Wednesday, 16 May 2018: 14:00
Room 611 (Washington State Convention Center)
Direct borohydride fuel cells (DBFCs), operating with NaBH4 as a fuel and H2O2 as the oxidant have attracted a lot of attention due to their high theoretical cell voltages and tactical advantages, particularly for defense-related applications. DBFCs have a high energy density of 9.3 kWh kg-1 and specific capacity of 5.67 kAh kg-1 based on NaBH4 oxidation in alkaline media [1]. Using liquid hydrogen peroxide as the oxidant, the DBFC is a safe and attractive low temperature power source for unmanned underwater vehicles (UUVs) as they exhibit excellent energy and power density, are safe, given the high flash point of NaBH4, and do not release any gaseous effluents, enabling operation at neutral buoyancy[2]. One challenge for this system is the separation between the anolyte fuel (1.5M NaBH4 in 3M KOH) and catholyte oxidant streams (15% H2O2 in 1.5M H2SO4), while another is the high instability of NaBH4 in acidic or even neutral pH. Herein, a bipolar interface membrane electrode assembly is demonstrated for maintaining pH control of the anolyte and catholyte compartments of the fuel cell.
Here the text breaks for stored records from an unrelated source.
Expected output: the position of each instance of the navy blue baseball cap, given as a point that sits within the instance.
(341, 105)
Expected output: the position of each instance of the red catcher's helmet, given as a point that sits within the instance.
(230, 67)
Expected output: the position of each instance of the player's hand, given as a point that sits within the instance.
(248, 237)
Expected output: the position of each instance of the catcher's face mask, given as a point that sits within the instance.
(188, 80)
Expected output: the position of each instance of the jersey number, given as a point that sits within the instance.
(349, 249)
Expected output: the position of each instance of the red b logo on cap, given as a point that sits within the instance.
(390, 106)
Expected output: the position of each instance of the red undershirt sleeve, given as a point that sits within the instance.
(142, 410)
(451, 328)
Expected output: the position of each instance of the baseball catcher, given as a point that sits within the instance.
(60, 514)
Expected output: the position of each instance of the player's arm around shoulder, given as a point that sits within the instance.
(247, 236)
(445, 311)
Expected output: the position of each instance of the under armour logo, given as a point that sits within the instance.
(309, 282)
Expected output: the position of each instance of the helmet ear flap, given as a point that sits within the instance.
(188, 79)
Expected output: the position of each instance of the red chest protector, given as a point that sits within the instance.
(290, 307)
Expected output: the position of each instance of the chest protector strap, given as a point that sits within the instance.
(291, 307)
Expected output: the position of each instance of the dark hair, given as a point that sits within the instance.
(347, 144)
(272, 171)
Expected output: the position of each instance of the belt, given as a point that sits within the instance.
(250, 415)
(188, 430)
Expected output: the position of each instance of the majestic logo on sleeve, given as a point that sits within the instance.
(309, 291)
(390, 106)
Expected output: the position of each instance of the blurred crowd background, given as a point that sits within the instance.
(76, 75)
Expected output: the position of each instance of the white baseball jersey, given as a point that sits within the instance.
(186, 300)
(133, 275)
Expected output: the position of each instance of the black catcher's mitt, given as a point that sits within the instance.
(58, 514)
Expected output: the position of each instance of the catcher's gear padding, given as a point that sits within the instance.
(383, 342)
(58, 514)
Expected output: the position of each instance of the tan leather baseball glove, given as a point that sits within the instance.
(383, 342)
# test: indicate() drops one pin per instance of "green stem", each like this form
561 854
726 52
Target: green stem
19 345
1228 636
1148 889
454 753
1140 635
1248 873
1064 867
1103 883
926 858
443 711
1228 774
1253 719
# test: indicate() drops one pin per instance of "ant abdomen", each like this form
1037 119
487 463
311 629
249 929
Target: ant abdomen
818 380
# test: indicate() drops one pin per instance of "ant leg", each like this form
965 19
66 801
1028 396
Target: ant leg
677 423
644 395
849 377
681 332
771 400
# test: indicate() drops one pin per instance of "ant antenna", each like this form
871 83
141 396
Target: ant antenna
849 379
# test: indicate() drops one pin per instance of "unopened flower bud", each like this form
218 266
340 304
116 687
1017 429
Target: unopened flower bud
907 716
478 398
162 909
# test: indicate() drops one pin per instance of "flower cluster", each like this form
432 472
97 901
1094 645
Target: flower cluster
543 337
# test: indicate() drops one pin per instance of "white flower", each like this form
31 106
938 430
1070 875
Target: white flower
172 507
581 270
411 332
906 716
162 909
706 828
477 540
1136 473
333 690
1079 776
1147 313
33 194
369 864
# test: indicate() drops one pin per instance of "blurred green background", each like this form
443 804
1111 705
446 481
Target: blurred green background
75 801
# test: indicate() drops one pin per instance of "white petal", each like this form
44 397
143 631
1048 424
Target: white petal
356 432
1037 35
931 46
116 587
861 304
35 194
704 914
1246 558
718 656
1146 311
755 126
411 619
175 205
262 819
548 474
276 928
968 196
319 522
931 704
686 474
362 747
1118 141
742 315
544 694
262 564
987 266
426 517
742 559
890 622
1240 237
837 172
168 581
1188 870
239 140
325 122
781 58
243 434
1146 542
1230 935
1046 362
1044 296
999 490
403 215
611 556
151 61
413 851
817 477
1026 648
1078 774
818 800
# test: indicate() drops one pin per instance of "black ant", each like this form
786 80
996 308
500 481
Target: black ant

The bipolar interface employed to separate anolyte and catholyte was based on an anion exchange membrane (AEM) interface in conjunction with a cation exchange membrane (Nafion®) separator. Studies of ion-containing block copolymers have provided clear evidence that the phase separation between hydrophilic and hydrophobic phases can produce materials with excellent ionic conductivity [3, 4]. The DBFC with the bipolar interfaces yielded a promising peak power density of 300 mW cm-2 in a 5-cm2 active area cell. Different operating conditions such as catalyst loading, operation temperature, flow rate and thickness of separator were investigated. The bipolar junction offers improved performance in the DBFC when compared with the use of a typical AEM or PEM configuration in the MEA.
References
[1] J. Milikić, G. Ćirić-Marjanović, S. Mentus, D.M.F. Santos, C.A.C. Sequeira, B. Šljukić, Electrochim. Acta, 213 (2016) 298-305.
[2] C.G. Arges, V. Prabhakaran, L. Wang, V. Ramani, Int. J. Hydrogen Energy, 39 (2014) 14312-14321.
[3] Y. Ye, S. Sharick, E.M. Davis, K.I. Winey, Y.A. Elabd, ACS Macro Letters, 2 (2013) 575-580.
[4] L. Sun, J. Guo, J. Zhou, Q. Xu, D. Chu, R. Chen, J. Power Sources, 202 (2012) 70-77.